Re: Free Transcriptions in Resolve using OpenAI Whisper

PostSun Nov 13, 2022 6:04 pm

Thanks for the feedback! I really appreciate it!

There's a bunch of info to unpack, and I need to look over all your comments with the tool in front of me. It would be great if you guys could use the issues tab on the Github page since we can deal with them in order and benefit from the community over there. Some, have been debated there already I think.

Word based animation etc.
Regarding the text+ feature, I see it more like a VFX upgrade / nice to have, rather than pure editing, so my instinct tells me that we should focus on editing features first, unless we find help. A big next step would be to push the AI search features as much as possible, since we're also directly benefiting from them on our current projects - I'd love to explain that more some time, btw.

About losing sync
The large model is better than the medium model (especially on non-english languages), but also has its biases here and there.
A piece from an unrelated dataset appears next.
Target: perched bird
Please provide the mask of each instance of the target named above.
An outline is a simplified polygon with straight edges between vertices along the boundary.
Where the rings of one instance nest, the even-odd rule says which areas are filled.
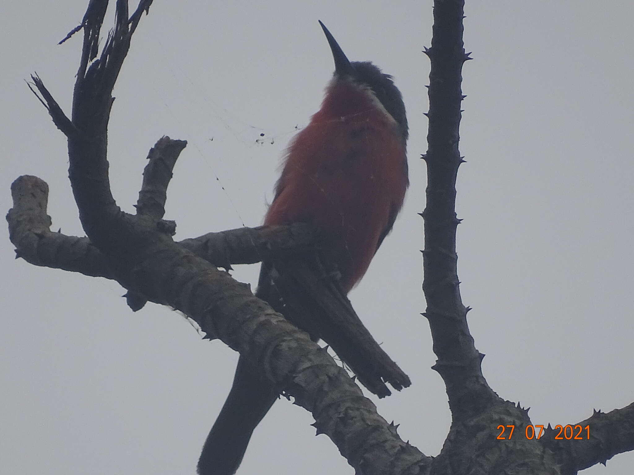
[[[392,77],[369,61],[348,61],[320,24],[335,73],[321,108],[288,146],[264,224],[315,225],[327,238],[328,258],[347,294],[365,274],[403,205],[409,183],[407,119]],[[256,295],[285,314],[284,296],[272,277],[275,266],[262,263]],[[304,322],[292,321],[313,339],[320,338]],[[235,473],[253,430],[278,395],[240,358],[231,391],[203,447],[200,475]]]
Another thing to mention is that the 23.976fps timelines are problematic for the Resolve API since we're getting either a 23fps or 24fps rounded integer from Resolve, instead of the correct float - see known issues on the Github page. I think I've reported this months ago on the forum here too and others have confirmed it.

But, this might also just be the AI getting lazy every now and then and just acting like a child :-)
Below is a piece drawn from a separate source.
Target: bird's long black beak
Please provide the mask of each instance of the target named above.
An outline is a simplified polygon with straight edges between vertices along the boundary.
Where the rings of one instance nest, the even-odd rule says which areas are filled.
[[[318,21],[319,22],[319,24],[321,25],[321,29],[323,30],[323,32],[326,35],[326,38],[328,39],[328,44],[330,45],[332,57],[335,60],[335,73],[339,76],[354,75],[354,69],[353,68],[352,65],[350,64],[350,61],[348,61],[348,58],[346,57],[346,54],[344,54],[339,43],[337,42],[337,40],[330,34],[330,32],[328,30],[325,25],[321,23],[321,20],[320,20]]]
Currently, you can re-align phrases using shortcuts directly from the app and I think we could automate the re-alignment with another AI model soon - again, for feedback if this would be useful, it would be amazing to debate it on Github.

Another thing that helps in our editing room, is to select the segments that are off with V, and simply re-transcribe using key T - I would avoid however re-transcribing segments that are less than 20-30 sec long with anything less than the large model because the AI will be missing a lot of context to get to better results than in the first pass (I might be wrong though)
Trying to keep it together at mots.us
Taming AI for filmmaking at StoryToolkit.ai
Offline

studio1492

  • Posts: 654
  • Joined: Fri Oct 26, 2018 6:22 pm
  • Real Name: Fran Navas

Re: Free Transcriptions in Resolve using OpenAI Whisper

PostMon Nov 14, 2022 3:00 pm

+1 Just subscribed to this thread.

I've tested this utility on macOS and it works great. Sync is far to be perfect, as well as translations, the install process is not a road of roses, but once it runs, it is fully worth as it saves 95% of work against hand made captions. I hope BMD adquieres this utility to be included in future versions of DVR Studio, while the author gets compensated for such incredible work. Thanks
- MBP 14" M1 Pro 16GB, 1TB, 10 core CPU, 16 core GPU.
- Resolve Studio 18.6.4 @ macOS 13.6.2
- Mini Panel v2.0
- Speed Editor (gathering dust until killer custom keys arrive)
- Synology DS218
Offline
User avatar

Paddywack0

  • Posts: 62
  • Joined: Wed Sep 01, 2021 6:04 pm
  • Real Name: Nick Elborough

Re: Free Transcriptions in Resolve using OpenAI Whisper

PostMon Nov 14, 2022 8:41 pm

Just installed and started using this on Win10 and it is amazing. Works really well. Although in its infancy the developer is really responsive to questions and requests if you message him on the Github.
Windows 10 Pro - Version Build 19043.1766
HP z820 24core Dual 3.5 Xeon E5
128Gb Memory
RTX 2080ti graphics
Offline

Vadim Tyupalov

  • Posts: 18
  • Joined: Tue Feb 09, 2021 9:23 pm
  • Real Name: Vadim Tyupalov

Re: Free Transcriptions in Resolve using OpenAI Whisper

PostTue Nov 15, 2022 9:59 am

I've tried to use it and it works really well! 50-minutes interview was transcribed from russian only in 5 minutes on RTX 2060 6GB card, and it's faster and even more accurate than adobe sensey algorithm. Couple of questions:
1) Can you add support to translate on different languages, that are supported by whisper, not only english? I guess it can be done the same way as you choose language of transcription - and than you can choose the translation language of your transcription. It can be very handy to add multiple subtitles for youtube content, because the accuracy of whisper is far better, than google automatic translate

2) Can you add support for export as a .txt file with timestamps? It's very useful when you are working with a journalist, because they can faster orient in video eith text

Also i'm waiting for speaker recognition feature, it would be very handy for the job I described in 2 question.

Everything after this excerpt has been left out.